Living during the zombie apocalypse colors everything, as Rick tries to explain:
Rick’s interview with Deanna is the most important. He keeps telling her—and everyone else—not to trust him. Not to trust anybody.
“You should keep your gates closed,” he tells Deanna. “Why?” she asks.
“Because it’s all about survival now, at any cost,” he replies. “People out there are always looking for an angle, looking to play on your weakness. They measure you by what they can take from you, by how they can use you to live.”
“Are you telling me not to bring your people in, or are you already looking after this place?” she asks him, but he doesn’t answer.
And I think this is why so much of the TV series focuses on night, as viewers watch Rick, Michonne, and Daryl sitting awake or suddenly waking in this new safe haven.
Anxiety as a disorder is relentless as the zombie apocalypse; it fosters an irrational response to the world that feels completely rational while you are inside it.
Just a couple days before The Walking Dead episode above aired, I read “Sleep” by Haruki Murkami from his collection The Elephant Vanishes.
“This is my seventeenth straight day without sleep,” the narrator, a wife and mother, begins, adding: “I’m not talking about insomnia.”
Like The Walking Dead, this story can be read as a story of anxiety about a woman who admits, “It was literally true: I was going through life asleep.” Reminding me of Kafka (Samsa lives a bug’s life before the transformation into a bug), Murakami transforms metaphor into the literal.
The power of this story, I think, is the careful and gradual blurring of the narrator as rational and then irrational due to sleep deprivation, all the while maintaining the ability to narrate in a reasonably controlled tone (a narrative mask).
The main character also echoes Meursault from Camus’s The Stranger, who admits one can adjust to anything (prison or not prison is no difference): “Without noticing it, I had become accustomed in this way to a life without books.”
Murakami’s story details a woman who can no longer sleep but believes that condition allows her to live life more fully, although as readers we watch as she becomes more and more isolated from the world, notably her family:
No one noticed that I had changed—that I had given up sleeping entirely, that I was spending all my time reading, that my mind was someplace a hundred years—and hundreds of miles—from reality.

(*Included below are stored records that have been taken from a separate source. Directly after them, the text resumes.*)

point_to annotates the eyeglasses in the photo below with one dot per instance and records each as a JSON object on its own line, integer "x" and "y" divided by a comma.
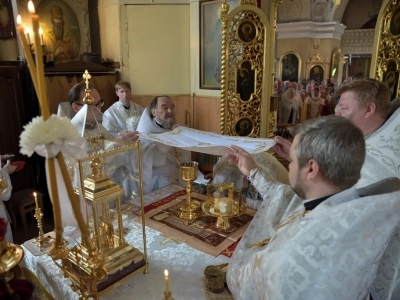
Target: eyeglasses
{"x": 98, "y": 104}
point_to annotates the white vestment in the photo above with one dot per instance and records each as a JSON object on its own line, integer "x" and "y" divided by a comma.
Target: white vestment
{"x": 114, "y": 118}
{"x": 382, "y": 159}
{"x": 65, "y": 110}
{"x": 159, "y": 162}
{"x": 331, "y": 253}
{"x": 5, "y": 196}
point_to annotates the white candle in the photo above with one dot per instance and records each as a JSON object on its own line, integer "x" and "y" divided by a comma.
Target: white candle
{"x": 41, "y": 36}
{"x": 28, "y": 36}
{"x": 166, "y": 281}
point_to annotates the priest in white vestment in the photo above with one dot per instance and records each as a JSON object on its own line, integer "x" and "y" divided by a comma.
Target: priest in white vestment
{"x": 5, "y": 194}
{"x": 328, "y": 246}
{"x": 123, "y": 115}
{"x": 88, "y": 121}
{"x": 366, "y": 103}
{"x": 160, "y": 162}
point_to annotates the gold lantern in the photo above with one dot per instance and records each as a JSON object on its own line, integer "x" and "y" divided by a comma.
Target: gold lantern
{"x": 106, "y": 247}
{"x": 223, "y": 202}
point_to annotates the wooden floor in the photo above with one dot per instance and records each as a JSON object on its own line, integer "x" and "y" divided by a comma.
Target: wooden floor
{"x": 32, "y": 230}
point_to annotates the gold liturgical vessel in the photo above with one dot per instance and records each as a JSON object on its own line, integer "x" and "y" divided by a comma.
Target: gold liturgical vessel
{"x": 118, "y": 259}
{"x": 223, "y": 202}
{"x": 189, "y": 209}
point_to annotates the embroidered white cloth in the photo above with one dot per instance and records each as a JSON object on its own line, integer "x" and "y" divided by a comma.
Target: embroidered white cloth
{"x": 332, "y": 253}
{"x": 382, "y": 159}
{"x": 207, "y": 142}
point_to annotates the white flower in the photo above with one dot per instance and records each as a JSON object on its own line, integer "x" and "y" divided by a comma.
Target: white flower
{"x": 49, "y": 137}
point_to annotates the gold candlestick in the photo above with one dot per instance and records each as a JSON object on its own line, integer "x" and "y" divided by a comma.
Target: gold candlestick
{"x": 41, "y": 240}
{"x": 167, "y": 293}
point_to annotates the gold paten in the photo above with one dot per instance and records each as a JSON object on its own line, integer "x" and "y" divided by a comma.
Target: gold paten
{"x": 246, "y": 70}
{"x": 93, "y": 265}
{"x": 212, "y": 206}
{"x": 189, "y": 209}
{"x": 10, "y": 255}
{"x": 41, "y": 240}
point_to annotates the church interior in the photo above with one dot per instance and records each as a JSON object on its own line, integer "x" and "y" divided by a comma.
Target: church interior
{"x": 185, "y": 50}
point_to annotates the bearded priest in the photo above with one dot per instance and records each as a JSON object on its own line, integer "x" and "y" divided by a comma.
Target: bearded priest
{"x": 318, "y": 238}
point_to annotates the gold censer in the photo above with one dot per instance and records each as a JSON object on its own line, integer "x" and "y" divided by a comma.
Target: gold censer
{"x": 189, "y": 210}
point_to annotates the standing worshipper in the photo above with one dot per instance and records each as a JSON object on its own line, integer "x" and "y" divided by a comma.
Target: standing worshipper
{"x": 288, "y": 107}
{"x": 314, "y": 105}
{"x": 5, "y": 194}
{"x": 123, "y": 115}
{"x": 160, "y": 162}
{"x": 304, "y": 235}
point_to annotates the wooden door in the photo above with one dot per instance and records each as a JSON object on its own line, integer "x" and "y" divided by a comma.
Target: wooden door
{"x": 12, "y": 120}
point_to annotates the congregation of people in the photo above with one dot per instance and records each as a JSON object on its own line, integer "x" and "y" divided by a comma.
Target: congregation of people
{"x": 326, "y": 228}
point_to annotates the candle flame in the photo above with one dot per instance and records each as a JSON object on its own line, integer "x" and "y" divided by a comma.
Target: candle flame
{"x": 31, "y": 7}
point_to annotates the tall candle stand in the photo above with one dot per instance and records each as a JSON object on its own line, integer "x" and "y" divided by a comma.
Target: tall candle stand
{"x": 41, "y": 240}
{"x": 168, "y": 295}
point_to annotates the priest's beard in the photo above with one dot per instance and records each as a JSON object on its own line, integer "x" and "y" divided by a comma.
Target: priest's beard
{"x": 298, "y": 188}
{"x": 168, "y": 123}
{"x": 315, "y": 97}
{"x": 58, "y": 30}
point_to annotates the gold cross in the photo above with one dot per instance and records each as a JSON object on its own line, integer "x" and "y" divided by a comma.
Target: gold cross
{"x": 86, "y": 76}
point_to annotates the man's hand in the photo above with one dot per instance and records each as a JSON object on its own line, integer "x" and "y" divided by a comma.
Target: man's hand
{"x": 129, "y": 136}
{"x": 282, "y": 147}
{"x": 177, "y": 125}
{"x": 242, "y": 159}
{"x": 9, "y": 167}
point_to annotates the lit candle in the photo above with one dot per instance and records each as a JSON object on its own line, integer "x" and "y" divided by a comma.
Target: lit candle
{"x": 39, "y": 63}
{"x": 27, "y": 51}
{"x": 166, "y": 281}
{"x": 27, "y": 35}
{"x": 41, "y": 36}
{"x": 36, "y": 202}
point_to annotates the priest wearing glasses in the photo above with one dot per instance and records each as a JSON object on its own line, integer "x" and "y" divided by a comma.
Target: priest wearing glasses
{"x": 319, "y": 237}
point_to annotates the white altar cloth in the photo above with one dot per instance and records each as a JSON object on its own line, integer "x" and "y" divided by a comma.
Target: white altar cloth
{"x": 185, "y": 265}
{"x": 208, "y": 142}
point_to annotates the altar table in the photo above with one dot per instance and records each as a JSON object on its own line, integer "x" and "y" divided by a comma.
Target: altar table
{"x": 185, "y": 265}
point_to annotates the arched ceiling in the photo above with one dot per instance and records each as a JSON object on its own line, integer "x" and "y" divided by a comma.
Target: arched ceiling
{"x": 310, "y": 10}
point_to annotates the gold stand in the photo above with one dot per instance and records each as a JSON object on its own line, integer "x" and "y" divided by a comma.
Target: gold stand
{"x": 189, "y": 210}
{"x": 211, "y": 206}
{"x": 41, "y": 240}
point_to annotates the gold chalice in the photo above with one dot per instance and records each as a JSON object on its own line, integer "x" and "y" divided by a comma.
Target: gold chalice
{"x": 3, "y": 185}
{"x": 189, "y": 210}
{"x": 223, "y": 202}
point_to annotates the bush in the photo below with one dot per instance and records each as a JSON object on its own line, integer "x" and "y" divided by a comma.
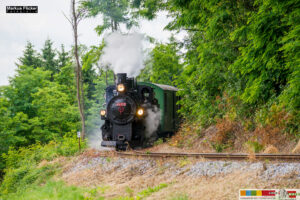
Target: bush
{"x": 22, "y": 169}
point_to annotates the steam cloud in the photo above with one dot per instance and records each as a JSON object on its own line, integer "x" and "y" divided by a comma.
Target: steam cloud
{"x": 152, "y": 121}
{"x": 124, "y": 53}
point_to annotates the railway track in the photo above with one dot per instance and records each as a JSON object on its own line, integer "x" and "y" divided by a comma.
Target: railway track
{"x": 212, "y": 155}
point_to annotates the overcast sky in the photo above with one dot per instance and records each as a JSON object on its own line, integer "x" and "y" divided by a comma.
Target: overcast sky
{"x": 17, "y": 29}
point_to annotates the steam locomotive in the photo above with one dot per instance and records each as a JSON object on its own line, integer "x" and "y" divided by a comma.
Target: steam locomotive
{"x": 137, "y": 113}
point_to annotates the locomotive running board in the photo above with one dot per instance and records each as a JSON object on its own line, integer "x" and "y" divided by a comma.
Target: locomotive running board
{"x": 109, "y": 143}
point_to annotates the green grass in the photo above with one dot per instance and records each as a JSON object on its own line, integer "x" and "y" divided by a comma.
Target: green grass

No matter how mechanically I worked, no matter how little love or emotion I invested in my handling of reality, my husband and my son and my mother-in-law went on relating to me as they always had. If anything, they seemed more at ease with me than before.
“Sleep,” then, falls into an existential tradition of literature in which the human condition is portrayed as starkly alone: Samsa as bug in a human family, Meusault as heartless murderer and social pariah, and this sleepless woman who loathes the faces of her sleeping husband and son.
“In other words,” she explains, “people live in the prison cells of their own tendencies.”
And as inadequate as words may be, I have to confess that this captures well what anxiety is, the prison cells of our own tendencies.
But prison cells we did not choose, do not deserve, and like the haunting lyrics of the California rock of my teenage years, prison cells where we can check out, but never leave.